Transition scenarios include business turnaround, start-up, rapid growth, restructures or, as demonstrated in this month’s case study below – business acquisition.

Asset Based Lending is commercial financing to a business with up to two components:

   i) a revolving working capital facility supported by accounts receivable

   ii) a term loan facility that potentially doubles the availability of funds, and is secured by plant and equipment, and or real property (usually via a first or second mortgage).

This month’s case study demonstrates how Hermes fills the gap left by the banks and other institutions in the SME market for commercial finance.

Progress Claim Challenge 

Industries that bill via “progress claim” – including construction, mining, and civil engineering face special challenges when seeking capital for expansion.

A successful civil engineering business had the opportunity to acquire another established civil earthworks business and needed funding to do so.

Progress claims are a feature of the civil engineering industry and so this enterprise would face challenges.

The business being acquired was not a direct competitor but the market place of the two businesses was sufficiently overlapping to make the acquisition a worthwhile and very synergistic addition to the business.

The client approached their banker who indicated the funding required should not be a problem given that (a) a lot of the value in the target business was in plant and equipment and (b) the clients business itself had a lot of unencumbered plant and equipment on its own balance sheet that would make for suitable collateral.

The funding requirement included both capital to complete the acquisition ($3M) as well as working capital to fund the business integration and sales ramp up forecasted as a result (a further $2M).

Debtor finance was ruled out of the mix as it was thought debtor’s ledgers containing progress claims could not be funded.

On the basis of the bankers enthusiasm for the deal (albeit with credit approval pending) , the client signed the purchase contract and paid a $200,000 non-refundable deposit. 

The Gap in the Market for Commercial Finance

There is often a gap between what the “bankers” good intentions are, what they want to deliver to their client and what the “bank” will in fact approve to make deliverable. “Bankers” are often optimistic – again with good intentions – whilst their credit departments are driven by broader economic considerations and other externalities.

Hermes also fills a gap in the working capital finance space by providing funding solutions for businesses billing via progress claim. 

Asset-Based Lending Solution

Two months transpired and no approval was forthcoming from the bank. This was a problem because the business sale agreement had a completion date looming.

Until this point in time the bank had been the preferred funding option based on pricing and relationship. The imperative had now switched instead to finding a solution that was timely and effective – to finding a funder with the appetite, balance sheet and decision-making structure to deliver the right outcome.

Hermes proposed its “Capital Maximiser” structure for the funding requirement.
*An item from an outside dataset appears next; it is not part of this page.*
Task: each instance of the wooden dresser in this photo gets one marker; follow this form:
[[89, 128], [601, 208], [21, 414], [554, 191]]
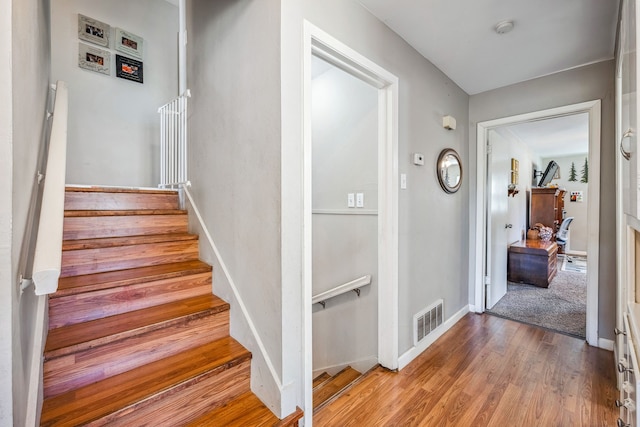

A term loan was structured against the auction value of the P and E with an amortisation schedule appropriate for the forecast for the combined cashflow of the two business entities.

A Progress Claim Finance Facility was structured to provide working capital availability against the value of the combined debtors ledgers.

Hermes is the only non-institutional investment fund in Australia that has the capability to structure solutions along these lines and at this level of funding. Further, Hermes is uniquely skilled to manage the tricky process of funding progress claims, having specialisation in progress claim funding from its inception 11 years ago. 

Outcome

The client had the means to complete the acquisition, and avoid forfeiture of the $200,000 deposit – not to mention the opportunity cost of the valuable management time invested in the process and the upside to the business of completing the sale itself.